Use Affinity with Oracle Cloud Native Environment
Introduction
The ability to influence how Kubernetes schedules Pods to provide the best performance, reduce running costs, and simplify cluster management is an essential skill for an administrator to master.
But what happens if you have several applications deployed to your Kubernetes cluster that would run more efficiently on some nodes rather than others? Administrators use several ways to influence how the Kubernetes scheduler assigns application Pods to specific nodes within your cluster. Node Affinity, Pod affinity, and Pod anti-affinity help by providing flexible rules that govern how the Kubernetes scheduler deploys Pods to nodes in the cluster.
Objectives
In this tutorial, you will learn:
- How to use affinity
- How to use anti-affinity
Prerequisites
- Installation of Oracle Cloud Native Environment
- a single control node and four worker nodes
Deploy Oracle Cloud Native Environment
Note: If running in your own tenancy, read the linux-virt-labs
GitHub project README.md and complete the prerequisites before deploying the lab environment.
Open a terminal on the Luna Desktop.
Clone the
linux-virt-labs
GitHub project.git clone https://github.com/oracle-devrel/linux-virt-labs.git
Change into the working directory.
cd linux-virt-labs/ocne2
Install the required collections.
ansible-galaxy collection install -r requirements.yml
Deploy the lab environment.
ansible-playbook create_instance.yml -e localhost_python_interpreter="/usr/bin/python3.6" -e install_ocne_rpm=true -e create_ocne_cluster=true -e "ocne_cluster_node_options='-n 1 -w 4'"

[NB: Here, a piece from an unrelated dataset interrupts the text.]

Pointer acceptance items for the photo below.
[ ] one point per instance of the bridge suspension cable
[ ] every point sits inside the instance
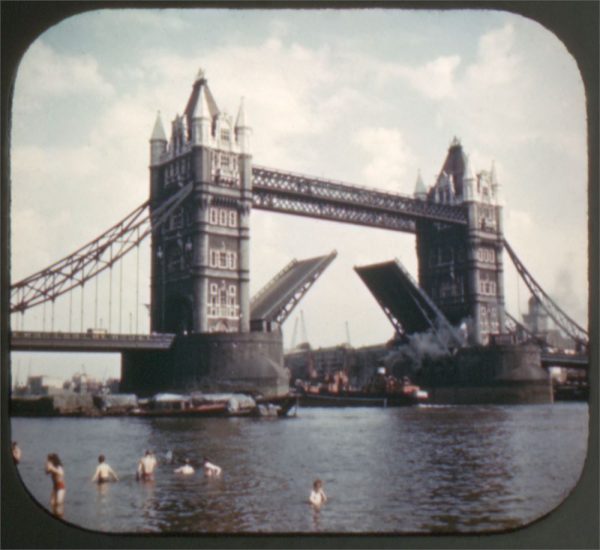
(563, 321)
(93, 258)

The free lab environment requires the extra variable
local_python_interpreter
, which setsansible_python_interpreter
for plays running on localhost. This variable is needed because the environment installs the RPM package for the Oracle Cloud Infrastructure SDK for Python, located under the python3.6 modules.The default deployment shape uses the AMD CPU and Oracle Linux 8. To use an Intel CPU or Oracle Linux 9, add
-e instance_shape="VM.Standard3.Flex"
or-e os_version="9"
to the deployment command.Important: Wait for the playbook to run successfully and reach the pause task. At this stage of the playbook, the installation of Oracle Cloud Native Environment is complete, and the instances are ready. Take note of the previous play, which prints the public and private IP addresses of the nodes it deploys and any other deployment information needed while running the lab.
Confirm the Number of Nodes
It helps to know the number and names of nodes in your Kubernetes cluster.
Open a terminal and connect via SSH to the ocne instance.
ssh oracle@<ip_address_of_node>
List the nodes in the cluster.
kubectl get nodes
The output confirms both worker nodes are in a Ready state.
Apply New Labels to the Worker Nodes
Apply new labels to the worker nodes.
kubectl label node ocne-worker-1 region=west disktype=ssd kubectl label node ocne-worker-2 region=west kubectl label node ocne-worker-3 region=east disktype=ssd kubectl label node ocne-worker-4 region=east
Confirm the region labels applied to the nodes.
kubectl get nodes --show-labels | grep region
Confirm the disktype labels applied to ocne-worker-1 and ocne-worker-3 nodes.
kubectl get nodes --show-labels | grep disktype
An Overview of Affinity
Affinity is superficially similar to Node Affinity but allows you to define more complex scheduling criteria such as:
- Using nodeSelector to not schedule a Pod if you have not satisfied the defined criteria
- Using affinity and anti-affinity definitions to allow for more nuance in controlling how the Kubernetes scheduler deploys a Pod
When using affinity and anti-affinity, you can choose to define whether a rule is required or is preferred. These act as hard and soft rules within the scheduler. You can also influence scheduling by referencing node and Pod labels, thus controlling whether or not Pods co-locate on a node.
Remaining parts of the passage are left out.